Strangis with Leon, Melngailis’s dog.

Netflix

In Netflix’s series, Melngailis recounts Strangis driving her across the country at this time, from Miami to Las Vegas and eventually to Tennessee, where the pair would be arrested in May of 2016. The documentary shows Melngailis depressed, ignoring the hundreds of messages on her phone, and living in hotel rooms. During this time, Strangis was asking Melngailis’s mother for wires of money to help care for her daughter. According to Vanity Fair, he received more than $450,000 from Melngailis’s mother over time.

Eventually, that Domino’s pizza brought the couple down. They had been living in a hotel near Dollywood in Sevierville, Tennessee for forty days when Strangis used his real name to order a pizza, alerting the police to the location of the fugitives. The pair was arrested and extradited to Rikers Island in New York. Sarma made bail, but Anthony did not. He spent the next year in jail.

Strangis and Melngailis were charged with second-degree grand larceny, second-degree criminal tax fraud, first-degree scheme to defraud, violation of labor, and more, in a 24-count indictment in which they could have faced up to 15 years in prison if they’d been convicted. But both Strangis and Melngailis took plea deals. Strangis pleaded guilty to four counts of grand larceny in the fourth degree and was sentenced to one year in jail and five years probation, as well as having to pay $840,000 in restitution to investors. However, he had already served the majority of his sentence after his plea deal, as he never made bail after his initial arrest. He was never charged with defrauding Sarma’s mother, and there were no measures put in place to protect anyone who could become a victim in the future, after his release. Sarma pleaded guilty to charges of grand larceny, criminal tax fraud, and a scheme to defraud in exchange for five years probation and four months in jail, which she served in the summer of 2017.

sarma melngailis arrest

Melngailis and Strangis were arrested in May of 2016.

Netflix

In May 2018, Sarma filed for divorce from Anthony Strangis. As of January 2019, Sarma was living in Harlem with her dog Leon, with hopes to get out of the city for a while. “It’s easier to live quietly outside of the city,” she told the New York Post at the time. “If there was some magical opportunity to open the same restaurant in the same place, I would do it in a heartbeat,” she said. “I think New York would take me back.”
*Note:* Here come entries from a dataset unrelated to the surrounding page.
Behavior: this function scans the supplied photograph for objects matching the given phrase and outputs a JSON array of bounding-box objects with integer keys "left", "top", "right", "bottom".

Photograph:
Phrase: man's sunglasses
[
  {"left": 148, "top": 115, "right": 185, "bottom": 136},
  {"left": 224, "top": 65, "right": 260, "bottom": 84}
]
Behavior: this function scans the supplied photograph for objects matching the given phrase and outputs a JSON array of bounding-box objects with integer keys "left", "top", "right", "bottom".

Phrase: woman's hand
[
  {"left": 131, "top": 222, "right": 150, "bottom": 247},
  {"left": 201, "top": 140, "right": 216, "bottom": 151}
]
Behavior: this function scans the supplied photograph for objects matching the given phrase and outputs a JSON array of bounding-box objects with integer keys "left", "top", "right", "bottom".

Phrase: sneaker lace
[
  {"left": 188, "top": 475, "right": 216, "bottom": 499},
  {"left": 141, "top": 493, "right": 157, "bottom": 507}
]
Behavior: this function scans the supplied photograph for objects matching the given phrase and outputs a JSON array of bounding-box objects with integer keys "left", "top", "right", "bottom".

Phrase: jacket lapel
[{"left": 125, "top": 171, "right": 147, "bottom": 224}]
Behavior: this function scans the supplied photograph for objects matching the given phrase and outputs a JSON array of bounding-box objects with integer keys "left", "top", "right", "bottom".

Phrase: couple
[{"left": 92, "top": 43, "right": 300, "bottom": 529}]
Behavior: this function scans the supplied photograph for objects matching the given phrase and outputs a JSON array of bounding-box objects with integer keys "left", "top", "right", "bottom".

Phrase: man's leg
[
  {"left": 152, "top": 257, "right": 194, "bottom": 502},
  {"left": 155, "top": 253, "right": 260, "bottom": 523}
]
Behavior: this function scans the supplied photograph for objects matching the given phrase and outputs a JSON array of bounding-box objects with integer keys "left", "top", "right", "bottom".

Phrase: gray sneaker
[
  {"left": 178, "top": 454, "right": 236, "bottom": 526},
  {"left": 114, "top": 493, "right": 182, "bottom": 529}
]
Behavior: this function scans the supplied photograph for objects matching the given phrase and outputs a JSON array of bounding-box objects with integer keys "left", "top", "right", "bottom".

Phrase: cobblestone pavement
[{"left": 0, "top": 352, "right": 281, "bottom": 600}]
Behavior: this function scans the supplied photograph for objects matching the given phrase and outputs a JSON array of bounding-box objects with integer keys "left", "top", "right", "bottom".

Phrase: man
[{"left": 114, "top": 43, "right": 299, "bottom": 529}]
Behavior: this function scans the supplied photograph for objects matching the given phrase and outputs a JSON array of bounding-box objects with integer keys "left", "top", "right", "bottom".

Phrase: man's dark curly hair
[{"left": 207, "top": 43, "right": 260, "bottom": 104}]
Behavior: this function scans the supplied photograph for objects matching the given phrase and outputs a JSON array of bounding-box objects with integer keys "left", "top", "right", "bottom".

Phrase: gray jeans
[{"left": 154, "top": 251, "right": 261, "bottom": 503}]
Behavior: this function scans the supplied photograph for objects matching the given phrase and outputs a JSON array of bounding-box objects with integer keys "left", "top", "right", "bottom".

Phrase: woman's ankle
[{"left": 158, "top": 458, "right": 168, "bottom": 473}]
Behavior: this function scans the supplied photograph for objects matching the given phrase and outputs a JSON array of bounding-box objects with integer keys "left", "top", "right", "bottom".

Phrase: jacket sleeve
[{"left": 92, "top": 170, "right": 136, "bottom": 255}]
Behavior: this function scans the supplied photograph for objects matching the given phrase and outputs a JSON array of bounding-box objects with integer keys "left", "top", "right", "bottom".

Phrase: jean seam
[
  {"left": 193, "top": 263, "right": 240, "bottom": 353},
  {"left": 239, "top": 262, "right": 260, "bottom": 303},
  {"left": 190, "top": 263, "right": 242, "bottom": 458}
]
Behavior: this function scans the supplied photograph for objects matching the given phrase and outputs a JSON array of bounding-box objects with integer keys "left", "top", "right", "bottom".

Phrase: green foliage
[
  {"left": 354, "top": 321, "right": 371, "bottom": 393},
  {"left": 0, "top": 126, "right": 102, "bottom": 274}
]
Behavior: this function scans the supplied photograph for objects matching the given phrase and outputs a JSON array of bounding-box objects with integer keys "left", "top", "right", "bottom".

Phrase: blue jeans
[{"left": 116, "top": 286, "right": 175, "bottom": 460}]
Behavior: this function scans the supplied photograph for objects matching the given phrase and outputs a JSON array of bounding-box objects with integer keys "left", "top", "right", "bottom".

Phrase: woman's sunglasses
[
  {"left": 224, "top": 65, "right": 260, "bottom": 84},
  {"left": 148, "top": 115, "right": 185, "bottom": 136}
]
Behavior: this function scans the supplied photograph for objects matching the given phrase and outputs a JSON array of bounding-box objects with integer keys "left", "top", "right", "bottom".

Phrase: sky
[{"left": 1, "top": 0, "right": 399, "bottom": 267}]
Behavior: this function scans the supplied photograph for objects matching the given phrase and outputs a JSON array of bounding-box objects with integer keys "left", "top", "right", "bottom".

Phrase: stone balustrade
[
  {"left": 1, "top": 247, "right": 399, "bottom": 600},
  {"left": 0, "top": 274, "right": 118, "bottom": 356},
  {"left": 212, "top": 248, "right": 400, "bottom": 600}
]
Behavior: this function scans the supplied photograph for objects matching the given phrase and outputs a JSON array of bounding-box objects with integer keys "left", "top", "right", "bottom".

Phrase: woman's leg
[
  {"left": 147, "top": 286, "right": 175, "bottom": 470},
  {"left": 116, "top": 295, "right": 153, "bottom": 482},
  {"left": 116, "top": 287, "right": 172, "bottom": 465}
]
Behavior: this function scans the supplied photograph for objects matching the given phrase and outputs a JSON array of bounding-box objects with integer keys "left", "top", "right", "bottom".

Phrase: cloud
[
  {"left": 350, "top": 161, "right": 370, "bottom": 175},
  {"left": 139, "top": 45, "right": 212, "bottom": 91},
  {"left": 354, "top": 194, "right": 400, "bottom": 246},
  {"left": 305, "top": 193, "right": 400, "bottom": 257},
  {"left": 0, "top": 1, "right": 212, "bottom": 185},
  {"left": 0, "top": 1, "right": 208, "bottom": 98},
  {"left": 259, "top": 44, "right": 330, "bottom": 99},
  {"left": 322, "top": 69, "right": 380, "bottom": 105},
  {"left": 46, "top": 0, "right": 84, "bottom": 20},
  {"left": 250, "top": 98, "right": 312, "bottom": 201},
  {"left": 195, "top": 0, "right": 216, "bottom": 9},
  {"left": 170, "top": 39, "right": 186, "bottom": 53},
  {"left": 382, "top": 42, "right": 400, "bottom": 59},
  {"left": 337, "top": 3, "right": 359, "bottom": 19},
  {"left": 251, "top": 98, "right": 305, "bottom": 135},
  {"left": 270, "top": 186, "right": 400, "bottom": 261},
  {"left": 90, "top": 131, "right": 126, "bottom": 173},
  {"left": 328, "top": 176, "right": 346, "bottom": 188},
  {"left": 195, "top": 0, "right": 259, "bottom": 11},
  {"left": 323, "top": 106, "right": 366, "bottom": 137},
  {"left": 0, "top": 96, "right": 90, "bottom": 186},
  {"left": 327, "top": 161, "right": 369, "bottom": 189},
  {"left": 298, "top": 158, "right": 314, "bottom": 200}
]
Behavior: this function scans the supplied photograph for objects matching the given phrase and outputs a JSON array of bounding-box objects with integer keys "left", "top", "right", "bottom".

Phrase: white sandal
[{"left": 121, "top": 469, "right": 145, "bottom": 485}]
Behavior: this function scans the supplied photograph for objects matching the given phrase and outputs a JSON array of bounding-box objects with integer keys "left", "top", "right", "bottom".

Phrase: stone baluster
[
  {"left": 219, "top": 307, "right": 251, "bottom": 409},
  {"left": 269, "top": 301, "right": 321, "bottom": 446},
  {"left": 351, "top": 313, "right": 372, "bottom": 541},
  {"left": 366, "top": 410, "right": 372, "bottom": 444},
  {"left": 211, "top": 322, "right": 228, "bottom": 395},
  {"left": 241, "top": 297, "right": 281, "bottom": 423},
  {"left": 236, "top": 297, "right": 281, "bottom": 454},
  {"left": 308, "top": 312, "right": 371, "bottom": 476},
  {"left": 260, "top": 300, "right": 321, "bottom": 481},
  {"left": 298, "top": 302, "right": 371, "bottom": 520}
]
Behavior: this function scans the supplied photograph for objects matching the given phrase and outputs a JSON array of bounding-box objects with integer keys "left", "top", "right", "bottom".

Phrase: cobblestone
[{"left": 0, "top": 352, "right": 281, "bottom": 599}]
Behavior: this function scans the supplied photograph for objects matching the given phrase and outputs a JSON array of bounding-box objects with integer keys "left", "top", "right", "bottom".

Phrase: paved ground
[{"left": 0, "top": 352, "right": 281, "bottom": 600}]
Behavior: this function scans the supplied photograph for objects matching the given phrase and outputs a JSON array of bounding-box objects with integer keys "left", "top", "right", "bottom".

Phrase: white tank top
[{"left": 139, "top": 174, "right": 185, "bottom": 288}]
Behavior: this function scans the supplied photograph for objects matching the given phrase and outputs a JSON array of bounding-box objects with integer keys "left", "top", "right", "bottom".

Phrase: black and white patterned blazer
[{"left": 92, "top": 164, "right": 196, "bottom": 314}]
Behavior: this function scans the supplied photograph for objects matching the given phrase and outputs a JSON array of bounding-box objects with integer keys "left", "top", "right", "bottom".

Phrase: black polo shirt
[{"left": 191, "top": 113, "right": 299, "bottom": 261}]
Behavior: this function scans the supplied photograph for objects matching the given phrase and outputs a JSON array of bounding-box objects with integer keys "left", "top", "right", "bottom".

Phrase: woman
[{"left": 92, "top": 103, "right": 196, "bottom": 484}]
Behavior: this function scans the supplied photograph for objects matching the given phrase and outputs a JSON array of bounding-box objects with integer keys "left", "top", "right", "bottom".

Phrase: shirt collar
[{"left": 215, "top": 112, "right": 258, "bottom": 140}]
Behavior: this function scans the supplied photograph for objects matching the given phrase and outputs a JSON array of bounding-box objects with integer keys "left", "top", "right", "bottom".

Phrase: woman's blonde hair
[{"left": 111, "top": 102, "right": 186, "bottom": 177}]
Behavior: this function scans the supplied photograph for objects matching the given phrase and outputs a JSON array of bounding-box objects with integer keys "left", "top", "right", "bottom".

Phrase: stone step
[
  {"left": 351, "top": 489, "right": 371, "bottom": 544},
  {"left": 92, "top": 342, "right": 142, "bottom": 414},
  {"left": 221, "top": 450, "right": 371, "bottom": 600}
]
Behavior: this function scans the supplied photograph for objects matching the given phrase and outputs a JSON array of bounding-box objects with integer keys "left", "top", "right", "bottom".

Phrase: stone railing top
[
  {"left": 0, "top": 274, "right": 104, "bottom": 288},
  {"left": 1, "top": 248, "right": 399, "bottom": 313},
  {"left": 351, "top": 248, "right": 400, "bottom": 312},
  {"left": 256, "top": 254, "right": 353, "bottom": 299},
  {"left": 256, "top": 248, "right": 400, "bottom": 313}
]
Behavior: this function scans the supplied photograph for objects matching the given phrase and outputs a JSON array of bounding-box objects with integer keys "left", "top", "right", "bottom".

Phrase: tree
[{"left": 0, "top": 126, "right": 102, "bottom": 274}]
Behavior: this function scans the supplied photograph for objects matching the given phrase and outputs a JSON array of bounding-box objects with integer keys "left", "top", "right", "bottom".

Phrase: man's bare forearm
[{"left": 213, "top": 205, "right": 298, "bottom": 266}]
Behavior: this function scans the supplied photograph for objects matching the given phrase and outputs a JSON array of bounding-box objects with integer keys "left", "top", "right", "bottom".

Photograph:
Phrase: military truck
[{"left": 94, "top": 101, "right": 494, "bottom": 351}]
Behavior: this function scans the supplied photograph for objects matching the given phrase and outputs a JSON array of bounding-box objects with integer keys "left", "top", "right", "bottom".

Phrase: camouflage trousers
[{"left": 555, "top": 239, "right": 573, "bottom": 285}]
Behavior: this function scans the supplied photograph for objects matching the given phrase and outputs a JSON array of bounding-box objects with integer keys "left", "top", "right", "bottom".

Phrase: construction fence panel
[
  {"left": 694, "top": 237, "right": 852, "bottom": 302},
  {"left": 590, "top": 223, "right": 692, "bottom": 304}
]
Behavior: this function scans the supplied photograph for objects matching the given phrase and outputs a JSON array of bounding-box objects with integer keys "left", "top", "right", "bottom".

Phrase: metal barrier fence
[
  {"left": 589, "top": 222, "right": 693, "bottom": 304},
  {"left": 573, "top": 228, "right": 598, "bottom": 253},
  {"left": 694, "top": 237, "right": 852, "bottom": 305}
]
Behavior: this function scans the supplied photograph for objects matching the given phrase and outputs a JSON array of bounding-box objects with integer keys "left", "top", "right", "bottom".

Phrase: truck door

According to Bad Vegan, Sarma came out of this ordeal with roughly $6 million dollars of collateral damage and debt. Her Instagram is public, and her bio reads “In mourning over Pure Food & Wine and One Lucky Duck. Rikers alum. It’s a long story.” In Netflix’s series, she finally tells it in her own words. “Why didn’t I run, why didn’t I leave, why didn’t I call the police? That’s the big question…I believed, in a sense, that these things were reality.”

On Wednesday, March 16, the day of Bad Vegan’s release, Melngailis shared some thoughts about the Netflix series on her website. There, she explains that while most documentary subjects do not get paid for appearances, she did, and used the entirety of that money to pay off the total amount that her former Pure Food & Wine employees were owed. “Of all the harm and the many debts resulting from my downfall, this portion weighed heaviest,” she writes in the post. She also takes the opportunity to clarify a few details about her relationship with Strangis: “I didn’t want to marry him, and that part of the story was inaccurately condensed. Also, the ending of Bad Vegan is disturbingly misleading; I am not in touch with Anthony Strangis and I made those recordings at a much earlier time, deliberately, for a specific reason.”

As for where Anthony Strangis is today, his probation is set to end in May of this year, five years after his release from prison. There’s no trace of him online, but as we know, Shane Fox doesn’t fear adopting a fake identity.